Perhaps the trickiest of the three. strings are also only referenced in the Bytecode, but they can be:

  • 2-bytes long (big-endian) - If the string offset was not patched to the location being accessed, it is encoded as big-endian.
  • 2-bytes long (little-endian) - If the string offset was patched, it is encoded as little-endian.
  • 4-bytes long (effectively 2-bytes long little-endian) - Sometimes the offsets are encoded e.g. in the format 0x00ff1122, where 0x1122 is the actual offset. I do not know whether or not it is encoded always as little-endian because coincidently the offsets were always patched as well, but this works.

Formatting

The third and last stage consists of going through the tree of Torque objects and pretty-printing them as text. This resulting text is the decompiled source code.

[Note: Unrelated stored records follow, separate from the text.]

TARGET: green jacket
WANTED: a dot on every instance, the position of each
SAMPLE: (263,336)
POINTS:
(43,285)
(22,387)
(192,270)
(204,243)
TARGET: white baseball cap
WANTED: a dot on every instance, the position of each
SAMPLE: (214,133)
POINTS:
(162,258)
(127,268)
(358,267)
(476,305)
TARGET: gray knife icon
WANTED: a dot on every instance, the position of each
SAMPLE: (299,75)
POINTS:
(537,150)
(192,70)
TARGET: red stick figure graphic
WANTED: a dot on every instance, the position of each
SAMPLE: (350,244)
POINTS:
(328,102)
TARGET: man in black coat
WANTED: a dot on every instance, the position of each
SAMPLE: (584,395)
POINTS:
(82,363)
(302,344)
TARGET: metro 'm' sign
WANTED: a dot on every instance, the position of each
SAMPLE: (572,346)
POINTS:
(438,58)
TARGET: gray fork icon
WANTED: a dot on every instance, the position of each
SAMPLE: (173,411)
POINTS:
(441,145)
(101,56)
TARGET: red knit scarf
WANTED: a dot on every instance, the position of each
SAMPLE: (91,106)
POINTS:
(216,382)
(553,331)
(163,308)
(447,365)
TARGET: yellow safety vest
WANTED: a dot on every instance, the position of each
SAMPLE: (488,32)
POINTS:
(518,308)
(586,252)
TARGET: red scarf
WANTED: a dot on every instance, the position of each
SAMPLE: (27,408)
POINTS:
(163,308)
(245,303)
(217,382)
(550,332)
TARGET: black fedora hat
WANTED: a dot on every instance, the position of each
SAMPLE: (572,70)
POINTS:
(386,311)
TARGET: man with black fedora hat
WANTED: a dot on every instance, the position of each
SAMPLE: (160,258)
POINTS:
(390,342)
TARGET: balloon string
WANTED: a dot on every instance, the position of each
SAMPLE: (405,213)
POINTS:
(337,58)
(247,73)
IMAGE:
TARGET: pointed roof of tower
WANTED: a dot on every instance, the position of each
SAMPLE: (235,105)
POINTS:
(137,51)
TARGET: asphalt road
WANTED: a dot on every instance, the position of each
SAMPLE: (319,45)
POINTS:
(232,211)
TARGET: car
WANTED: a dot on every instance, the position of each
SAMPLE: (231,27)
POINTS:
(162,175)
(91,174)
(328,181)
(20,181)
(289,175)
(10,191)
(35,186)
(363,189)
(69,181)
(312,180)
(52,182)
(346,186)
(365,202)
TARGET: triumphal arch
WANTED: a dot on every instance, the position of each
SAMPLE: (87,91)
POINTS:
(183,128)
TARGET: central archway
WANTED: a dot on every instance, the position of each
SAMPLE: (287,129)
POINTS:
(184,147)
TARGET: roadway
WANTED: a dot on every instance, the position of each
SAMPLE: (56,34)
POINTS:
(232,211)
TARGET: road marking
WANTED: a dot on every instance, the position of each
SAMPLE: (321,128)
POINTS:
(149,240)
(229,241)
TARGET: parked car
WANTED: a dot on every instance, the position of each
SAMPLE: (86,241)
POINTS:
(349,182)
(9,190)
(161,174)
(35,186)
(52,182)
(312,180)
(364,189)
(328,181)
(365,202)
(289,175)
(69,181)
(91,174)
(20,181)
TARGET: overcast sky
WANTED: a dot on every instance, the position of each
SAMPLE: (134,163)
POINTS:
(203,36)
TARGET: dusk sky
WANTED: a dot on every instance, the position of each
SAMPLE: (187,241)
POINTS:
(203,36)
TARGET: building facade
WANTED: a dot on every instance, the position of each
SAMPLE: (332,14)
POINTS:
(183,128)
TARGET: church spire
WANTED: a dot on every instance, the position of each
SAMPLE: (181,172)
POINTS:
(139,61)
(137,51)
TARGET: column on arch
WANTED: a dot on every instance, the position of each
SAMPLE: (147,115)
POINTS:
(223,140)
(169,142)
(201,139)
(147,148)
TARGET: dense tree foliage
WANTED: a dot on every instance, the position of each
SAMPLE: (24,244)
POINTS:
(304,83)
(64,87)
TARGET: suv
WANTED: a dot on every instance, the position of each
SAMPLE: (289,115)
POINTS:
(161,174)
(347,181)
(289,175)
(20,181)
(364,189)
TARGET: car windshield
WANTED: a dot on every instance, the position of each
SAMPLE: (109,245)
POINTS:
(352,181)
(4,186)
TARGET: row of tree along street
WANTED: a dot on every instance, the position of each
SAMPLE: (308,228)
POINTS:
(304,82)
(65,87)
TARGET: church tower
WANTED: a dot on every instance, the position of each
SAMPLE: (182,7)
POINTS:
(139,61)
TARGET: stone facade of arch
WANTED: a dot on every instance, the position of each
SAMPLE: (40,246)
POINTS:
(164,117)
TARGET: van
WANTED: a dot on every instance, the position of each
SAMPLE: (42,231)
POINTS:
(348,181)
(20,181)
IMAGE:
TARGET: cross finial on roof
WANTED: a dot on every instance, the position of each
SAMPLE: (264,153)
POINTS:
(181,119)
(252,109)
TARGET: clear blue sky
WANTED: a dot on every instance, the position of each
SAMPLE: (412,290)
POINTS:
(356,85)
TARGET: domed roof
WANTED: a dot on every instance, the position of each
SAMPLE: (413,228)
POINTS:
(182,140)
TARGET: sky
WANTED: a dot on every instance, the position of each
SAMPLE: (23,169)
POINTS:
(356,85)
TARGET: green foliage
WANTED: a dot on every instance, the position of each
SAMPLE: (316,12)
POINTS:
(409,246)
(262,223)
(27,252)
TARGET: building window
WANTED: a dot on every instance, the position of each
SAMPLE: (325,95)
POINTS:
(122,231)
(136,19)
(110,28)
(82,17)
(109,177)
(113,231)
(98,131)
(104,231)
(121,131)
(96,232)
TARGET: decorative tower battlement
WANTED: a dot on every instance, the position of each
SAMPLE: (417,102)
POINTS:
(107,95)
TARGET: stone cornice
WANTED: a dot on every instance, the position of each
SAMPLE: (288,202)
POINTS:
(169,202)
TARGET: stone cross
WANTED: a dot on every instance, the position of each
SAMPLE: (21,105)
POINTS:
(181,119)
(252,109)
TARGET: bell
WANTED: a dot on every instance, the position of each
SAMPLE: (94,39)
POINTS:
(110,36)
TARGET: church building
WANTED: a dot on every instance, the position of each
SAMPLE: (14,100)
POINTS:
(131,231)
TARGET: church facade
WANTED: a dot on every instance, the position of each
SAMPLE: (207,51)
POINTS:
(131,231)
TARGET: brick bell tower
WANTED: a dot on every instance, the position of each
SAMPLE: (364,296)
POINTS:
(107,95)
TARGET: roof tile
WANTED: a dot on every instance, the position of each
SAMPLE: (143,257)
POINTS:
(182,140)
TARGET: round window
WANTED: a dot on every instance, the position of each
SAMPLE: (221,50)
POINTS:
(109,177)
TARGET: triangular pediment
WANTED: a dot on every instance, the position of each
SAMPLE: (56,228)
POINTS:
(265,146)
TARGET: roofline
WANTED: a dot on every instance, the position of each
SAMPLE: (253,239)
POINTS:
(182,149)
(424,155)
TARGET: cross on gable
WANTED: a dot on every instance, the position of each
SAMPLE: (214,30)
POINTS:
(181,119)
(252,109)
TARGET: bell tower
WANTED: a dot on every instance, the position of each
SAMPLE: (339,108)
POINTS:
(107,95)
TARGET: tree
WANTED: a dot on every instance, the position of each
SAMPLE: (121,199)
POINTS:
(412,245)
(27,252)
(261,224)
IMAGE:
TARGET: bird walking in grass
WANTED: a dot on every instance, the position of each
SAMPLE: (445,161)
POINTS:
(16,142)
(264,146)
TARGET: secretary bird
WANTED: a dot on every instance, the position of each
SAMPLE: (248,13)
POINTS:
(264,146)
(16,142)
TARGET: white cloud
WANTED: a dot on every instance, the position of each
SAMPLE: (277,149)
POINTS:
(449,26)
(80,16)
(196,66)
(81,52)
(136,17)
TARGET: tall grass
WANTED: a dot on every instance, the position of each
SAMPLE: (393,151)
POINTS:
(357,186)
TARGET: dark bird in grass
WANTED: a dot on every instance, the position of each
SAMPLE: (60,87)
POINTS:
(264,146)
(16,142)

The tree structure works as follows: Each node represents a line of code. To get the sourcde code, the tree is traversed in level order. If a node has children pointers, it means that it declares a code block, and its children represent the lines of code inside it. So, for example, the following tree:

      function a()
      /     |     \
     /      |      \
  b = c   if (d)   else
         /      \    |
        /        \   |
       e()      f()  g()

Is translated into the following source code during formatting:

function a()
{
    b = c;
    if (d)
    {
        e();
        f();
    }
    else
    {
        g();
    }
}

Refer to the Architecture section below for implementation details.

Architecture

The project is divided into the submodules listed here. These topics only provide a brief description, as there are comments describing the classes and methods in more detail inside the source code files.

util

Here goes utilitary classes and methods that have a more general purpose than only decompiling TorqueScript.

binary

The BinaryReading class is defined here. The functionality is similar to built-in classes of Java and C#: It encapsulates a bytes object, which can be read and processed through methods. Those methods can be used to read specific amounts of bytes and/or decode bytes into specific formats (e.g. uint16, float32, string). All the stream reading control is done internally in the instance, making the interface very simple.

core

Here goes specific classes and methods that implement the functionality of this application.

dso

Basically everything related to the parsing stage is defined here. The classes of the substructures of the file (StringTable, FloatTable, Bytecode, etc.) and also the routines for parsing and patching.

codec

Basically everything related to the decoding stage. The decoding routines per opcode, the dictionary relating these opcodes to its respective routine, the context variables and stacks for simulating the virtual machine state, etc.

torque

Finally, everything related to the formatting stage. The classes representing the nodes of the tree and also classes representing supported TorqueScript operations (+, -, *, etc.). Each one of those classes has __str__ method override, making it really simple to format them as text. This allows us to easily deal with composed operations, for example, since once you call this method for an operation, it is called as well for the operands recursively.

Known Issues

Although I got excellent results with this decompiler, there is a lot of decompiled code to analyse, and a lot of bugs and demands appear as you go deeper. Some issues I am already aware that happen or that could happen are listed below:

  • Boolean ambiguity: In composed boolean conditions, it is a good practice to use parenthesis to indicate the order of the operations (e.g. a && b > c can be (a && b) > c or a && (b > c)). There is nothing implemented to disambiguate conditions like this.